Will AI prove to be a substantial advantage for cybercriminals?
1. AI will be a huge boon to cybercriminals
before it becomes a help to security teams.
- Cybercriminals will gain an advantage with advanced AI tools before their targets can implement AI defenses.
- Legitimate businesses face hurdles in adopting new technologies due to costs, regulatory requirements, and reputational risks, giving cybercriminals an initial advantage.
- Mario Duarte anticipates a leveling of the playing field over time, but expects challenges and vulnerabilities during the transition.
2. Generative AI will make lowbrow
cyberattacks smarter:
- The deployment of advanced AI by cybercriminals raises concerns about potential sci-fi-level malevolence and sophisticated attacks.
- Mario Duarte emphasizes that, initially, cybercriminals are likely to leverage basic, effective attacks, with phishing remaining a significant threat.
- Generative AI is expected to enhance the success of phishing attacks, potentially catching people off guard.
3. Cyberattackers will continue to shift left.
- The shift towards DevOps/DevSecOps emphasizes moving testing and remediation left in the software development lifecycle, reducing human error in production through automation.
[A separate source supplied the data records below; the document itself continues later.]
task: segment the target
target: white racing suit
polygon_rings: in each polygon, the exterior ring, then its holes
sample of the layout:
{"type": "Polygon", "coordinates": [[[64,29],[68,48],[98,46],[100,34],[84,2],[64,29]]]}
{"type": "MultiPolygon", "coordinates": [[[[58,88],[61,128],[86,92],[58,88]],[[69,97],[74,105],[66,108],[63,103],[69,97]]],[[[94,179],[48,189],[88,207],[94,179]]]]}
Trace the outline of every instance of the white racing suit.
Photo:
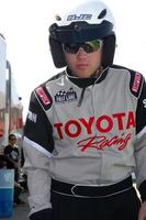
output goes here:
{"type": "Polygon", "coordinates": [[[32,92],[23,148],[31,213],[52,208],[52,178],[106,185],[135,173],[145,200],[144,77],[115,65],[98,78],[54,76],[32,92]]]}

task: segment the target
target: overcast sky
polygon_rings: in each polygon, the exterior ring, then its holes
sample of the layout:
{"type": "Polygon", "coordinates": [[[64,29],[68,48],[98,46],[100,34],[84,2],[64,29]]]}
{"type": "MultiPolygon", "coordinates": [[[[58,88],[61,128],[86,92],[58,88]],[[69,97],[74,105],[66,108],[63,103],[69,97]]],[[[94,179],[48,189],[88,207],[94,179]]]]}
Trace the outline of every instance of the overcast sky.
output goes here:
{"type": "MultiPolygon", "coordinates": [[[[83,0],[80,0],[82,2],[83,0]]],[[[53,65],[48,26],[54,14],[79,0],[0,0],[0,33],[7,40],[7,56],[27,111],[32,89],[59,72],[53,65]]],[[[146,76],[145,0],[104,0],[116,21],[117,48],[114,63],[146,76]]]]}

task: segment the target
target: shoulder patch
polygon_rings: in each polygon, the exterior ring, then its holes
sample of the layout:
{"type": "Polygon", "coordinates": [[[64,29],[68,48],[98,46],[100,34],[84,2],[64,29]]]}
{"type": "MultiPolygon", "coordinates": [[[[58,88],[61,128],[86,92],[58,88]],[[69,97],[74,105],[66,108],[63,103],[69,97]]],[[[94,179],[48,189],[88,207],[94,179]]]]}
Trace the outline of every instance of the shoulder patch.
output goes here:
{"type": "Polygon", "coordinates": [[[138,72],[131,72],[131,91],[135,97],[141,94],[141,88],[143,84],[143,76],[138,72]]]}
{"type": "Polygon", "coordinates": [[[48,110],[52,107],[53,99],[45,87],[37,87],[35,89],[36,97],[38,98],[41,105],[45,110],[48,110]]]}
{"type": "Polygon", "coordinates": [[[134,76],[134,81],[133,81],[133,85],[132,85],[132,91],[134,92],[137,92],[138,89],[139,89],[139,86],[141,86],[141,74],[139,73],[135,73],[135,76],[134,76]]]}

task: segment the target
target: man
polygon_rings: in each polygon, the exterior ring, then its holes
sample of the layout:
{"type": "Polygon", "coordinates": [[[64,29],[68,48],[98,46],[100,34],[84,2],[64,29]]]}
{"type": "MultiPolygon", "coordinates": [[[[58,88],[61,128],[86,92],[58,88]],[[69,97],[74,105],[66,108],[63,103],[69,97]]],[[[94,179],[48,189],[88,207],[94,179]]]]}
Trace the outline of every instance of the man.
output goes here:
{"type": "Polygon", "coordinates": [[[14,204],[18,206],[26,205],[26,202],[20,198],[23,187],[19,184],[20,152],[14,134],[9,135],[9,144],[4,147],[4,158],[7,161],[7,168],[14,169],[14,204]]]}
{"type": "Polygon", "coordinates": [[[56,67],[24,131],[32,220],[146,219],[146,84],[113,65],[114,20],[86,2],[49,28],[56,67]],[[133,187],[135,173],[141,200],[133,187]]]}

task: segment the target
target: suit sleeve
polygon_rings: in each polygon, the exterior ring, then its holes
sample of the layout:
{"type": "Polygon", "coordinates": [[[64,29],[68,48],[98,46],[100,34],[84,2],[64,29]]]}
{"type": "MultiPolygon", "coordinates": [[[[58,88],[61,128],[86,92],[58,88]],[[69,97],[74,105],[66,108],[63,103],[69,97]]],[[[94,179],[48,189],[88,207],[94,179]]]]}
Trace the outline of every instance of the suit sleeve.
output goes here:
{"type": "Polygon", "coordinates": [[[143,80],[136,110],[136,184],[142,200],[146,200],[146,82],[143,80]]]}
{"type": "Polygon", "coordinates": [[[23,139],[24,169],[27,174],[30,191],[30,217],[34,217],[34,213],[38,217],[43,210],[43,213],[46,213],[46,210],[52,209],[50,161],[54,148],[52,133],[52,124],[45,109],[37,95],[32,92],[23,139]]]}

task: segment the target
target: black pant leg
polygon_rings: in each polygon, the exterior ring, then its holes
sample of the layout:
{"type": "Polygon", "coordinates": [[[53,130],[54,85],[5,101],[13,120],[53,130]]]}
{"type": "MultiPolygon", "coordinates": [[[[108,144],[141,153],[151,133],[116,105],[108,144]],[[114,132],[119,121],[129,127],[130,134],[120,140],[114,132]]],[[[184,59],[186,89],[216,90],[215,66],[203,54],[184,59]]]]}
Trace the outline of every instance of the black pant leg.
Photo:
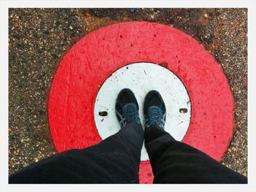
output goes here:
{"type": "Polygon", "coordinates": [[[98,145],[39,161],[9,177],[10,183],[138,183],[144,138],[131,123],[98,145]]]}
{"type": "Polygon", "coordinates": [[[145,131],[154,183],[247,183],[247,178],[157,127],[145,131]]]}

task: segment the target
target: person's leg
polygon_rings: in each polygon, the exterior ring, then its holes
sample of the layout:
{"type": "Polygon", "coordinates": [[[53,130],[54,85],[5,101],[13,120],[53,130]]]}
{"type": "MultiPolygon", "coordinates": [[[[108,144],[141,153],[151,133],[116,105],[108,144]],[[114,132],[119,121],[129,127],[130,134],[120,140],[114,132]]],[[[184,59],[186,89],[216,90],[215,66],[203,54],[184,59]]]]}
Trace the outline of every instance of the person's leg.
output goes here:
{"type": "Polygon", "coordinates": [[[154,183],[247,183],[244,176],[160,128],[146,129],[145,142],[154,183]]]}
{"type": "Polygon", "coordinates": [[[9,183],[138,183],[144,133],[134,96],[122,93],[127,98],[120,101],[122,95],[118,96],[121,128],[117,134],[84,150],[71,150],[33,164],[10,175],[9,183]]]}
{"type": "Polygon", "coordinates": [[[145,144],[154,183],[246,183],[246,177],[164,130],[166,110],[157,91],[145,99],[145,144]]]}
{"type": "Polygon", "coordinates": [[[10,183],[138,183],[143,131],[127,124],[84,150],[71,150],[38,161],[9,177],[10,183]]]}

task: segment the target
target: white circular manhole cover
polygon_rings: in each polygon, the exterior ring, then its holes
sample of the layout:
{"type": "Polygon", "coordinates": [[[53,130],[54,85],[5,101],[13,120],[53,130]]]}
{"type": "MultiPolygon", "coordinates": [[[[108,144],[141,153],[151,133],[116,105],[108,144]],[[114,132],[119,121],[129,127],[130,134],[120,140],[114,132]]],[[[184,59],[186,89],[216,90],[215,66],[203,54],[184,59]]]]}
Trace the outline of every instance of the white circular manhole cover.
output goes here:
{"type": "MultiPolygon", "coordinates": [[[[159,91],[166,107],[165,130],[176,140],[182,140],[190,122],[189,96],[177,76],[170,70],[151,63],[135,63],[120,68],[101,86],[94,105],[94,120],[102,139],[120,130],[116,116],[115,104],[118,93],[124,88],[129,88],[135,95],[139,104],[140,118],[143,128],[144,98],[151,90],[159,91]]],[[[140,160],[148,160],[144,145],[140,160]]]]}

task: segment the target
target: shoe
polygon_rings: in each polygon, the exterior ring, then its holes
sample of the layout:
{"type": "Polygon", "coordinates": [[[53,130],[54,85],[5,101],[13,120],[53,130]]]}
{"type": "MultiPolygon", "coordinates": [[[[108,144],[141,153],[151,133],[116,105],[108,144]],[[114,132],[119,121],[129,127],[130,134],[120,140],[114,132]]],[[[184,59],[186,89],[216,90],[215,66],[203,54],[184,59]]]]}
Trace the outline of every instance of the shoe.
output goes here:
{"type": "Polygon", "coordinates": [[[146,120],[145,128],[154,126],[165,129],[165,104],[161,95],[157,91],[151,91],[146,96],[143,113],[146,120]]]}
{"type": "Polygon", "coordinates": [[[141,124],[139,105],[135,94],[129,88],[124,88],[118,93],[116,101],[116,113],[121,128],[134,122],[141,124]]]}

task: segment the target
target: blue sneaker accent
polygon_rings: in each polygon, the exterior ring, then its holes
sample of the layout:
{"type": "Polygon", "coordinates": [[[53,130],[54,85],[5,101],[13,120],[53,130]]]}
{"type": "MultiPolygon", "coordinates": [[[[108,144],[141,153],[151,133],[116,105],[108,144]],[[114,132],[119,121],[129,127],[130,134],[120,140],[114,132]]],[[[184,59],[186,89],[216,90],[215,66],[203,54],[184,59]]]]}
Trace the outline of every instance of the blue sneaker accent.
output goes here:
{"type": "Polygon", "coordinates": [[[146,119],[146,128],[151,126],[165,128],[165,105],[161,95],[157,91],[151,91],[146,96],[143,112],[146,119]]]}
{"type": "Polygon", "coordinates": [[[116,102],[116,113],[121,128],[133,122],[141,124],[138,110],[139,106],[132,91],[128,88],[122,89],[116,102]]]}

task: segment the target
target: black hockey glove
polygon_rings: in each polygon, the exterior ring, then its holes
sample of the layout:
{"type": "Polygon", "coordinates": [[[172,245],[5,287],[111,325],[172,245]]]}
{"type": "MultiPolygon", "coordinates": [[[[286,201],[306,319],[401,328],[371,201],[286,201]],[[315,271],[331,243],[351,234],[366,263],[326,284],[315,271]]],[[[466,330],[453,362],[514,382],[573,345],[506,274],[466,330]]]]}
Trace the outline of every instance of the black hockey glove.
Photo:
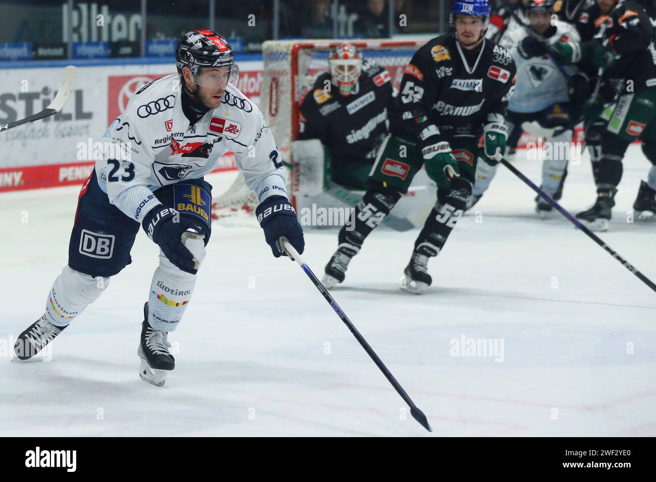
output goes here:
{"type": "Polygon", "coordinates": [[[258,222],[264,230],[264,239],[271,247],[274,256],[282,254],[280,237],[284,236],[299,254],[303,254],[305,239],[303,228],[296,218],[296,211],[284,196],[270,196],[260,203],[255,210],[258,222]]]}
{"type": "Polygon", "coordinates": [[[546,44],[536,37],[529,35],[520,42],[517,51],[524,58],[539,57],[546,53],[546,44]]]}
{"type": "Polygon", "coordinates": [[[148,237],[159,245],[167,258],[182,271],[195,274],[194,255],[182,241],[182,235],[189,228],[198,234],[204,230],[199,223],[170,207],[157,205],[144,216],[141,225],[148,237]]]}

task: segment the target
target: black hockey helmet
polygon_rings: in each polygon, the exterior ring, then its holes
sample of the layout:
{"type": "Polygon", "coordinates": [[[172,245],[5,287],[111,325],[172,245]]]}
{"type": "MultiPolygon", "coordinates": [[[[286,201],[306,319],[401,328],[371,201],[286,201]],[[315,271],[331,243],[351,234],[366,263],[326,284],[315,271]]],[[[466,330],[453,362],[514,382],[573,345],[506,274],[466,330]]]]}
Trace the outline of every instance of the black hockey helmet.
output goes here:
{"type": "Polygon", "coordinates": [[[175,64],[178,73],[188,67],[197,79],[203,67],[230,67],[231,83],[237,83],[239,70],[235,64],[235,51],[230,44],[212,30],[192,30],[183,34],[175,47],[175,64]]]}
{"type": "Polygon", "coordinates": [[[556,9],[556,0],[529,0],[526,3],[526,12],[553,12],[556,9]]]}

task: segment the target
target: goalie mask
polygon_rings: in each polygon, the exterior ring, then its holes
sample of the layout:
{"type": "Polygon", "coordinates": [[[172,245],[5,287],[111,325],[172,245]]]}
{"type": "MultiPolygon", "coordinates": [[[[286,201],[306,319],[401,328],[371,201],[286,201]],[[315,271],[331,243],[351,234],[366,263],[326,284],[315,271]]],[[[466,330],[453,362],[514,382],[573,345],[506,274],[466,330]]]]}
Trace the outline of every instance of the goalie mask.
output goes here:
{"type": "Polygon", "coordinates": [[[180,37],[175,49],[175,64],[181,77],[182,68],[188,67],[194,81],[209,89],[224,89],[228,83],[236,86],[239,80],[235,51],[225,39],[211,30],[192,30],[180,37]],[[203,68],[209,67],[228,69],[224,73],[216,70],[203,71],[203,68]]]}
{"type": "Polygon", "coordinates": [[[328,56],[331,79],[343,96],[350,95],[362,71],[362,55],[358,49],[343,43],[333,49],[328,56]]]}

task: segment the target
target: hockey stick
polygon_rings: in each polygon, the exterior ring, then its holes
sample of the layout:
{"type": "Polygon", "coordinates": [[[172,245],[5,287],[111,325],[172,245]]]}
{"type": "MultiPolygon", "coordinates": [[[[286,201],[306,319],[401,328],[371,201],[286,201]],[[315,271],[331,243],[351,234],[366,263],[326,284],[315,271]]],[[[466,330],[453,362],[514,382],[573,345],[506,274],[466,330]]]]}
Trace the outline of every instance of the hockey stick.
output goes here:
{"type": "Polygon", "coordinates": [[[560,73],[563,75],[563,77],[565,77],[565,79],[567,81],[567,83],[569,83],[570,75],[569,73],[567,73],[565,69],[563,68],[563,66],[556,61],[556,58],[554,56],[554,53],[555,53],[555,51],[553,49],[551,48],[551,46],[549,45],[549,43],[546,41],[546,40],[544,39],[544,37],[541,35],[537,32],[533,31],[530,27],[529,27],[523,22],[522,21],[522,19],[520,18],[520,17],[517,15],[516,13],[515,13],[514,9],[513,9],[511,7],[510,4],[508,3],[508,0],[501,0],[501,3],[503,3],[504,6],[506,9],[508,9],[508,11],[510,12],[510,16],[512,16],[514,19],[515,22],[517,22],[518,25],[519,25],[520,27],[524,29],[524,30],[526,31],[527,33],[528,33],[529,35],[532,35],[533,37],[535,37],[535,38],[538,39],[538,40],[541,41],[543,43],[546,44],[546,56],[548,57],[549,60],[551,60],[552,63],[554,66],[556,66],[556,70],[560,72],[560,73]]]}
{"type": "Polygon", "coordinates": [[[623,266],[624,266],[630,271],[633,273],[633,274],[637,276],[638,278],[641,281],[647,285],[647,286],[651,288],[653,291],[656,291],[656,285],[655,285],[651,279],[649,279],[644,274],[640,273],[640,271],[636,270],[633,266],[632,264],[631,264],[630,262],[626,261],[626,260],[625,260],[624,258],[620,256],[619,252],[617,252],[616,251],[613,249],[611,247],[609,247],[608,245],[607,245],[605,243],[602,241],[598,236],[594,234],[594,233],[593,233],[592,231],[586,228],[586,226],[583,223],[581,223],[581,221],[579,221],[578,219],[577,219],[571,214],[569,214],[569,212],[565,208],[564,208],[562,206],[558,204],[558,202],[552,199],[551,196],[550,196],[548,194],[547,194],[541,189],[535,186],[535,184],[534,184],[530,179],[524,176],[524,174],[523,174],[518,169],[517,169],[517,168],[516,168],[514,166],[510,164],[510,163],[508,162],[508,161],[506,161],[504,159],[502,159],[500,162],[506,167],[507,167],[508,169],[510,169],[514,174],[515,174],[516,176],[517,176],[517,177],[518,177],[520,179],[523,181],[524,184],[525,184],[527,186],[531,188],[531,189],[532,189],[533,191],[537,193],[538,195],[539,195],[541,197],[542,197],[543,199],[547,201],[549,204],[550,204],[552,206],[556,208],[556,210],[558,212],[560,212],[565,218],[567,218],[570,221],[570,222],[571,222],[575,226],[577,227],[577,229],[583,231],[588,237],[589,237],[590,239],[594,241],[598,245],[601,246],[602,248],[604,249],[604,251],[605,251],[611,256],[617,260],[617,261],[621,263],[623,266]]]}
{"type": "Polygon", "coordinates": [[[0,132],[10,129],[12,127],[16,127],[18,125],[27,124],[28,122],[34,122],[41,119],[45,119],[59,112],[64,107],[64,104],[68,100],[68,98],[71,96],[73,89],[75,87],[75,79],[77,78],[77,69],[73,66],[66,67],[64,70],[64,73],[62,74],[62,82],[59,85],[57,95],[55,96],[54,99],[52,100],[52,102],[50,103],[48,107],[41,112],[37,112],[33,115],[30,115],[29,117],[14,121],[14,122],[10,122],[9,124],[0,125],[0,132]]]}
{"type": "Polygon", "coordinates": [[[428,424],[428,420],[426,419],[426,415],[424,414],[424,412],[419,410],[413,401],[410,399],[410,397],[409,397],[408,394],[405,393],[405,390],[404,390],[400,384],[396,381],[396,378],[394,378],[394,376],[392,374],[389,370],[388,370],[387,367],[386,367],[384,363],[383,363],[380,359],[378,357],[378,355],[376,354],[376,352],[373,351],[373,349],[371,346],[369,346],[367,340],[364,339],[364,337],[360,334],[359,332],[358,331],[353,323],[351,323],[351,320],[348,319],[348,317],[346,316],[346,313],[342,311],[342,309],[337,305],[337,303],[333,298],[333,296],[331,296],[328,292],[328,290],[327,290],[325,287],[321,284],[321,282],[319,281],[319,279],[312,272],[312,270],[310,270],[308,265],[306,264],[305,262],[303,261],[303,258],[300,257],[300,254],[298,254],[298,252],[294,249],[294,247],[291,245],[291,243],[289,243],[289,241],[288,241],[287,238],[284,236],[280,238],[280,245],[283,247],[283,249],[287,253],[288,256],[296,261],[296,262],[298,264],[298,266],[300,266],[303,271],[305,271],[305,273],[308,275],[308,277],[312,280],[312,283],[314,283],[314,286],[317,287],[317,289],[319,290],[321,294],[323,295],[323,298],[325,298],[325,300],[328,302],[333,310],[335,310],[335,312],[337,313],[337,316],[340,317],[340,319],[344,322],[344,324],[346,325],[346,327],[348,328],[352,333],[353,333],[353,336],[356,337],[356,339],[358,340],[362,348],[365,349],[365,351],[371,357],[373,362],[380,369],[380,371],[382,372],[385,378],[386,378],[390,383],[392,384],[392,386],[394,388],[394,390],[398,392],[399,395],[401,395],[401,397],[405,401],[406,403],[408,404],[408,406],[410,407],[410,413],[415,420],[419,422],[426,430],[428,432],[432,432],[433,429],[431,428],[430,425],[428,424]]]}

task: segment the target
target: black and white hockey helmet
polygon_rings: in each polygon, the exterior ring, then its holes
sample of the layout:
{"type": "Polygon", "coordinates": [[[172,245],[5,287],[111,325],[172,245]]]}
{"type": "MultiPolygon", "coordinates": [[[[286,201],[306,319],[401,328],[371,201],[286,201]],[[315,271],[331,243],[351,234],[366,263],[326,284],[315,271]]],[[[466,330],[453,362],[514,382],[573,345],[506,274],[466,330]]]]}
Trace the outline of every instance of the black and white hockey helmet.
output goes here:
{"type": "Polygon", "coordinates": [[[237,84],[239,68],[235,64],[235,51],[223,37],[212,30],[192,30],[183,34],[175,48],[178,73],[188,67],[197,79],[203,67],[230,67],[230,82],[237,84]]]}
{"type": "Polygon", "coordinates": [[[526,11],[552,12],[556,9],[556,0],[529,0],[526,3],[526,11]]]}

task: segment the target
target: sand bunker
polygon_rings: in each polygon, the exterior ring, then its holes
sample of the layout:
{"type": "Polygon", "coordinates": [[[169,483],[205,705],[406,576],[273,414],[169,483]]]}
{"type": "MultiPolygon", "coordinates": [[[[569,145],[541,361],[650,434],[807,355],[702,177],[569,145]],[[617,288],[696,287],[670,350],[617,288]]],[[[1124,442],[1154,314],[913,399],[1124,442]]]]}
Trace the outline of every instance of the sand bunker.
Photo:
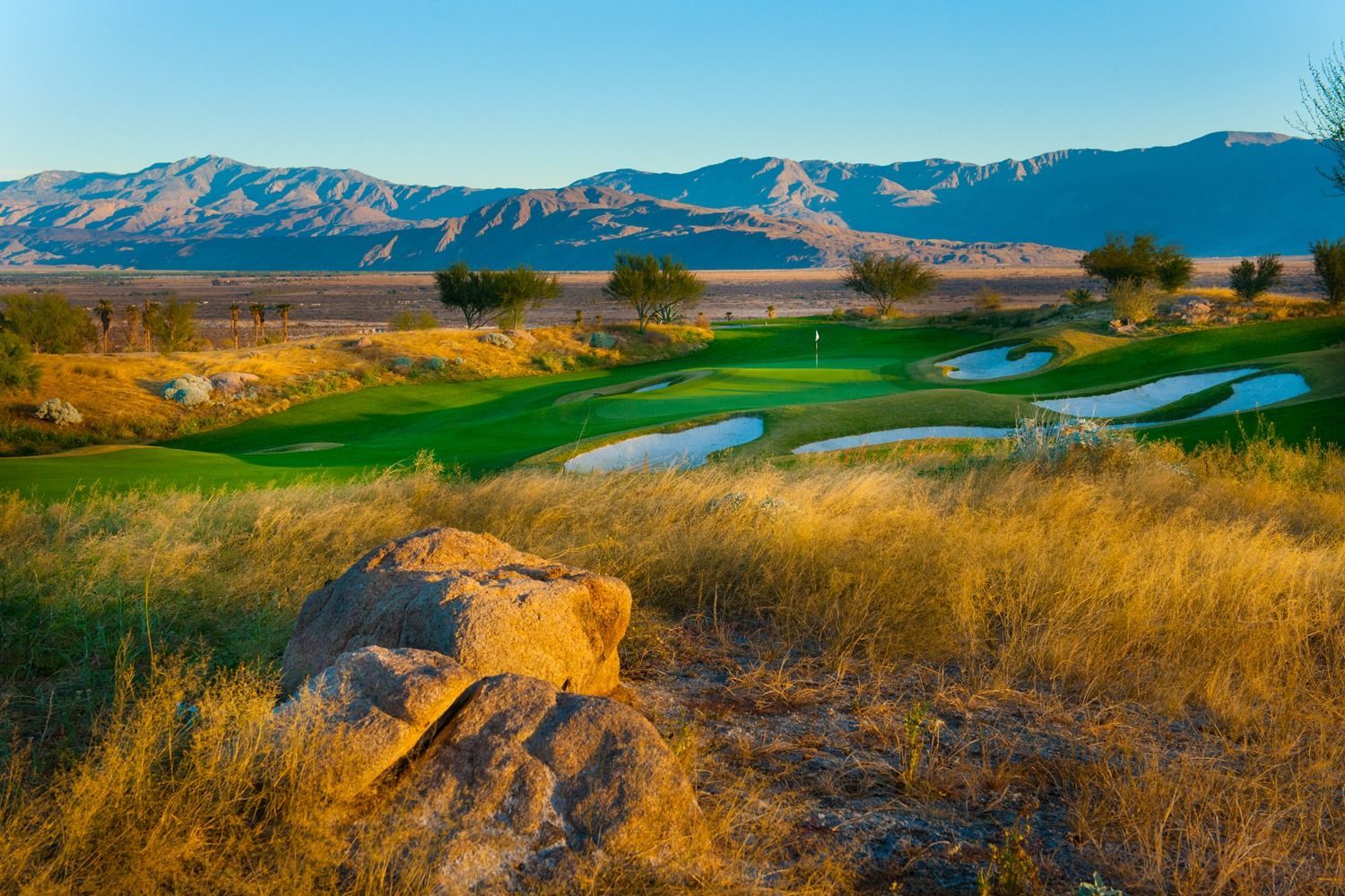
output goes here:
{"type": "Polygon", "coordinates": [[[997,380],[1002,376],[1018,376],[1045,367],[1052,356],[1052,352],[1025,352],[1022,357],[1009,360],[1009,353],[1017,348],[1018,345],[1005,345],[968,352],[950,357],[947,361],[939,361],[935,367],[951,380],[997,380]]]}
{"type": "Polygon", "coordinates": [[[643,466],[656,470],[701,466],[712,453],[746,445],[761,438],[764,431],[761,418],[734,416],[681,433],[651,433],[604,445],[572,457],[565,469],[572,473],[605,473],[643,466]]]}
{"type": "Polygon", "coordinates": [[[1013,433],[1013,427],[998,426],[908,426],[900,430],[878,430],[859,435],[842,435],[820,442],[808,442],[794,449],[795,454],[815,454],[818,451],[839,451],[847,447],[866,445],[888,445],[890,442],[911,442],[915,439],[1001,439],[1013,433]]]}
{"type": "Polygon", "coordinates": [[[1054,398],[1033,402],[1037,407],[1048,411],[1059,411],[1069,416],[1135,416],[1147,414],[1158,408],[1178,402],[1188,395],[1202,392],[1215,386],[1221,386],[1248,373],[1255,373],[1255,367],[1244,367],[1236,371],[1210,371],[1208,373],[1182,373],[1180,376],[1165,376],[1153,383],[1135,386],[1119,392],[1104,392],[1102,395],[1073,395],[1071,398],[1054,398]]]}
{"type": "Polygon", "coordinates": [[[295,445],[281,445],[273,449],[261,449],[260,451],[247,451],[249,454],[299,454],[300,451],[325,451],[328,449],[340,447],[342,442],[296,442],[295,445]]]}
{"type": "Polygon", "coordinates": [[[1202,416],[1219,416],[1221,414],[1237,414],[1241,411],[1255,411],[1259,407],[1287,402],[1299,395],[1307,395],[1311,387],[1298,373],[1267,373],[1254,376],[1250,380],[1233,383],[1233,394],[1219,404],[1208,407],[1200,414],[1193,414],[1185,419],[1198,420],[1202,416]]]}

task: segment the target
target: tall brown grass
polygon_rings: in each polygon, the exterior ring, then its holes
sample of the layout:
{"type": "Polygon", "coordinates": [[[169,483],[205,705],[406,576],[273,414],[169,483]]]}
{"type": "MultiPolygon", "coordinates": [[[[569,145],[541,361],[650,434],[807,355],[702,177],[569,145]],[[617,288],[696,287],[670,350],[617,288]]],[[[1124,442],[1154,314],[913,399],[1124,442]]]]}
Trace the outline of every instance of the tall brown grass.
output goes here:
{"type": "MultiPolygon", "coordinates": [[[[445,481],[422,463],[354,485],[8,498],[0,881],[133,892],[157,875],[191,891],[183,875],[199,872],[221,892],[276,892],[307,885],[296,862],[335,875],[339,813],[286,802],[284,786],[252,809],[238,780],[280,772],[200,759],[210,737],[176,740],[168,707],[195,700],[218,731],[265,712],[303,596],[425,525],[613,572],[647,610],[757,622],[838,664],[952,664],[986,688],[1153,705],[1219,750],[1118,731],[1103,758],[1071,766],[1061,786],[1100,862],[1173,892],[1345,885],[1345,459],[1264,439],[1049,466],[842,458],[445,481]],[[215,670],[164,660],[184,653],[215,670]],[[190,810],[169,811],[179,789],[190,810]],[[296,853],[291,830],[336,858],[296,853]]],[[[745,868],[733,830],[718,849],[745,868]]],[[[313,881],[387,884],[350,873],[313,881]]],[[[816,865],[799,873],[799,889],[822,887],[816,865]]],[[[678,887],[755,887],[697,875],[678,887]]]]}

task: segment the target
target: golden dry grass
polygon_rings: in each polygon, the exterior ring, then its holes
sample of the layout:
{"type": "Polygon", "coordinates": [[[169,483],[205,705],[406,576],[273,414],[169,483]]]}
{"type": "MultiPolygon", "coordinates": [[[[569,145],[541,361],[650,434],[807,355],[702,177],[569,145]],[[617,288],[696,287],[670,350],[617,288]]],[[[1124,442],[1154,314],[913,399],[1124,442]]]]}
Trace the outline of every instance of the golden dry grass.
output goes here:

- Automation in the production environment minimizes opportunities for human error that cybercriminals exploit as entry points.
- Cyber attackers are targeting developer environments for potential human mistakes, posing a challenge for security teams to defend against, given the inherent chaos and experimentation in development.
- Despite the difficulty in creating baselines for acceptable development activity, Mario Duarte expresses confidence that, with time, security teams will effectively counter these shift-left attacks using a combination of human efforts, machine learning, and AI.